New loans declined in the first half by 34 per cent from a year earlier to £15.5 billion (S$27.30 billion), according to a report from The Business School in the City of London. More than a fifth of lenders surveyed said they made no new commercial property loans in the period.
The coronavirus has plunged the UK into a painful recession. Government lockdown measures to slow the outbreak have forced many businesses – especially restaurants, bars and retailers – to close, crippling their ability to pay rent and threatening property prices. That’s raising the prospect of more loan defaults as the value of commercial properties decrease, leaving borrowers in violation of the terms of their loans.
“The short-term effects of the coronavirus pandemic have only just become visible, but the long-term effects will impact lending and banking into next year and beyond,” Nicole Lux, senior research fellow at The Business School and author of the report, said in a statement.
So far, many lenders have extended loans or provided short-term refinancing to struggling borrowers, according to the report.

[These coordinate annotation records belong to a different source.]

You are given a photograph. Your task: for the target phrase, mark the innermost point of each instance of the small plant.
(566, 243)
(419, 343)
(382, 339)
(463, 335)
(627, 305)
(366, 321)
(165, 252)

That could change in the fourth quarter, when enforcement actions could begin for some property types such as retail, shopping centers and hotels.
The amount lenders were prepared to offer against the best retail outlets averaged just over half of the value of the properties, the lowest level ever recorded by the research. Only 27 of the 76 lenders surveyed would offer a price for such loans.
The survey sample included banks, building societies, insurers and other lenders.